Eperua is a genus of flowering plants in the legume family, Fabaceae. It belongs to subfamily Detarioideae. It includes 16 species native to northern South America, in Colombia, Venezuela, the Guianas, and northern Brazil. They live in the jungles, often along rivers or streams. The leaves are compound pinnate, with smooth margins, and the fruits are long pods. The wood of E. falcata is called wallaba and is often used in construction.

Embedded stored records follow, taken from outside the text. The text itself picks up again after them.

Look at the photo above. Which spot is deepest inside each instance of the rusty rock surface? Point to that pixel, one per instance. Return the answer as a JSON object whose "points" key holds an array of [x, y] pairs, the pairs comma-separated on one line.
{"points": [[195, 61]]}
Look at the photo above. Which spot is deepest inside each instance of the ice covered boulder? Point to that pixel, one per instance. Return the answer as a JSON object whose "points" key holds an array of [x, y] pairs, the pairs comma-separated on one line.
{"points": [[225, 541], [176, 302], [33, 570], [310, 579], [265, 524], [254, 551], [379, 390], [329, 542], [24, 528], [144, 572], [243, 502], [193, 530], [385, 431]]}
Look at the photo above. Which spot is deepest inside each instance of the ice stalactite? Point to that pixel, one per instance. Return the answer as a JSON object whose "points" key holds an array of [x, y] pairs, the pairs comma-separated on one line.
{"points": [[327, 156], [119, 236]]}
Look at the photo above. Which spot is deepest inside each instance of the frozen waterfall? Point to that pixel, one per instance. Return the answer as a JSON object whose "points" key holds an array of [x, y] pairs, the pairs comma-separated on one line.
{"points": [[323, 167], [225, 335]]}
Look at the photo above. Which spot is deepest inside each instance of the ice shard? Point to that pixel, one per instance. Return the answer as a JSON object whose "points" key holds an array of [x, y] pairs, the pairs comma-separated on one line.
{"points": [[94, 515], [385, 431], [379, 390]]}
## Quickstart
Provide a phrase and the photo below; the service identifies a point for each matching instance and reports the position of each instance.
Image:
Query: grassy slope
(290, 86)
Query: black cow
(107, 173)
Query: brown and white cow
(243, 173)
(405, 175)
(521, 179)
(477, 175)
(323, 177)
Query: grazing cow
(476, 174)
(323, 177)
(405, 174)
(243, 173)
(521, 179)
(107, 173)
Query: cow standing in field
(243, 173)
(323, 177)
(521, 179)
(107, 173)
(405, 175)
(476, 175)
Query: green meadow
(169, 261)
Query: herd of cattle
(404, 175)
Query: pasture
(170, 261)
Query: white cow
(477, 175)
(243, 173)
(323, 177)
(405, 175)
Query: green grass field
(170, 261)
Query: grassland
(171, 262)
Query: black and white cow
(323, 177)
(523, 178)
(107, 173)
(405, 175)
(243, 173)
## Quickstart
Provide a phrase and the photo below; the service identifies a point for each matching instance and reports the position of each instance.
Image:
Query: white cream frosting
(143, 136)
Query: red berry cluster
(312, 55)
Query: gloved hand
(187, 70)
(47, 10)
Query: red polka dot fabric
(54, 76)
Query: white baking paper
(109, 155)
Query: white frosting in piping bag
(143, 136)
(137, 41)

- Eperua banaensis G.A.Romero & Aymard
- Eperua bijuga Mart. ex Benth.
- Eperua duckeana R.S.Cowan
- Eperua falcata Aubl. occurs in Suriname, French Guiana and Guyana, a 30 m high jungle tree called Wallaba or Bijlhout by the natives. The bark is grey brown, and the leaves pinnately compound with 2-4 pairs of obovate leaflets ~ 18 cm long. The flowers are bell-shaped in terminal or subterminal clusters. They have red petals, 5 fertile and 5 sterile stamens. The pods are up to 30 cm long and 6 cm wide, with 2-5 flat seeds.
- Eperua glabra R.S.Cowan
- Eperua glabriflora (Ducke) R.S.Cowan
- Eperua grandiflora (Aubl.) Baill. "Itoeri wallaba" occurs in Suriname, Guyana, and French Guiana.
- Eperua jenmanii Oliv.
- Eperua obtusata R.S.Cowan
- Eperua oleifera Ducke
- Eperua praesagata R.S.Cowan
- Eperua purpurea Benth.
- Eperua rubiginosa Miq. also occurs in Suriname and Guyana; about 30 m high. It has unpaired pinnately compound leaves. The flowers with red and white petals have 10 fertile stamens. The pods are rusty brown, and up to 25 cm long and 5 cm wide.
- Eperua schomburgkiana Benth. ~30 m high; occurs in the Guyanas. The flowers are in clusters and contain 10 fertile stamens. The pods are 20 cm long.